Parece extenderse en el mundo la conciencia de que «desarrollarse», en el sentido que proponen las sociedades industrial‑tecnológicas exitosas, implica peligros ciertos, consecuencias no queridas. Es como si se comprobase que el rédito humano que dejan esas macrosociedades fuera pobre y no nos resolvemos a dejar de ser hombres pobres (con cualidades) para transformarnos en pobres hombres.
Esto en el plano cultural. Porque en otros aspectos, más concretos, la maquinaria progresista nos aboca a graves temas de los cuales sólo hablamos ahora: el desequilibrio ecológico, el agotamiento de los recursos naturales, el miedo atómico, la violencia terrorista, la crisis demográfica (en su doble aspecto negativo: como incapacidad reproductiva de quienes podrían alimentar a sus hijos, y como incontrolada reproducción de quienes no pueden hacerlo).

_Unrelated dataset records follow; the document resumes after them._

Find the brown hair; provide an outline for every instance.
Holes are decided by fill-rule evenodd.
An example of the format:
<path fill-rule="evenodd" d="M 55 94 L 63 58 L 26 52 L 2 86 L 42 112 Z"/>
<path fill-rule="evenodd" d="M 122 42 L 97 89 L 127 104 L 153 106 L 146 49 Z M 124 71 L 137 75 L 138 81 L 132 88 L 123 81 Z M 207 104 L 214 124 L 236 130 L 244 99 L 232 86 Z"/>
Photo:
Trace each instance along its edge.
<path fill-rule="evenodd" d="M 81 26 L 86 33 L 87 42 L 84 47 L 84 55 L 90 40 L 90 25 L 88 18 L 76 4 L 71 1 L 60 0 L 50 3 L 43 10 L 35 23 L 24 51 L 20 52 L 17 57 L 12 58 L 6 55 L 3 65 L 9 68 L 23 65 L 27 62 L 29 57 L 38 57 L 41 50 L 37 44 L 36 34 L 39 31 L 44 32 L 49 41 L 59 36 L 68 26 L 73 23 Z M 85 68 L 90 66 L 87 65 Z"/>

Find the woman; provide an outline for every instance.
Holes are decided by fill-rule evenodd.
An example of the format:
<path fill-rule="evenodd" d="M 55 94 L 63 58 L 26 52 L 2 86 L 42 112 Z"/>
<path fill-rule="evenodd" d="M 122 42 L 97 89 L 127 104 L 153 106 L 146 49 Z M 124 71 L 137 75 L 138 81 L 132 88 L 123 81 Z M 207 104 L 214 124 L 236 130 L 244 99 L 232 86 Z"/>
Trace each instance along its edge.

O sea que ya se siente que el mundo «exitoso» que hemos construido, o nos imponen, no es el que queríamos. Los peligros ciertos y el sacrificio cotidiano superan de lejos el placer residual que los modelos de nuestro tiempo proporcionan.
Los modelos de vida, consagrados con opresivo entusiasmo hasta hace poco, son sociedades neuróticas y tristes.
El auge de Nietzsche en el pensamiento contemporáneo tiene que ver con esta conciencia de fracaso y de desilusión que hoy se extiende por el mundo.
Se plantea el tema de la filosofía de retorno a una relación más natural con el mundo. Retorno no quiere decir ni reacción ni regresión. Se trata de reencontrar la posibilidad de fusión con el mundo y el Universo desde nuestra circunstancia.
Paradójicamente ocurre que el elemento con que consolidamos nuestra disyunción, la falla, la Enfermedad, deberá ser el útil para recrear la unión: la filosofía.
El retorno implica fundamentalmente una relación adecuada con lo Abierto y con el presente. Debemos recrear todas nuestras categorías relativas a espacio y tiempo. Esta es la cínica solución.
Desde aquí comprendemos que es falsa la acusación de Nietzsche de nihilista y de pesimista. Su pensar se levantó desde la conciencia de la Enfermedad, desde una posición muy vecina a la del cristiano Pascal. El programa nietzscheano de «trasmutación de todos los valores» tiene un sentido altamente creativo pues tiende a sustituir con bases firmes los apoyos de la sociedad Occidental.
El pensamiento apocalíptico de nuestro tiempo tiene que ver con esta conciencia de Enfermedad. Se basa en estas preguntas : ¿Podrá haber un retorno a la posibilidad de fusión sin una catástrofe mundial? ¿O ya es imprescindible la catástrofe para poder alcanzar un retorno a la tierra, a la realidad?
Pero el pensar catastrófico no es un pensar, es más bien una desesperada entrega al azar que nace de la desconfianza en el recurso filosófico ya que el «pensamiento público» de nuestro tiempo casi no deja espacio para el pensar verdaderamente creador. (Nietzsche en uno de sus trabajos tempranos afirmó: «Toda la filosofía moderna está limitada por los gobiernos, las iglesias, las academias, las costumbres, las modas y las cobardías de los hombres de apariencia erudita. Todo se reduce al suspiro «Ojalá» o a la comprensión «Esto pasó!»)
Difícil es el camino de la filosofía del retorno. Martin Heidegger después de una larga vida con los mayores logros académicos dijo en una carta fechada pocos meses antes de su muerte: «Las proyecciones hacia Lo Abierto deben ser siempre conducidas y guiadas por una élite que, sin embargo, es extraña a toda voluntad de poder».
Señalaba para la verdadera filosofía de nuestro tiempo un sendero iniciático.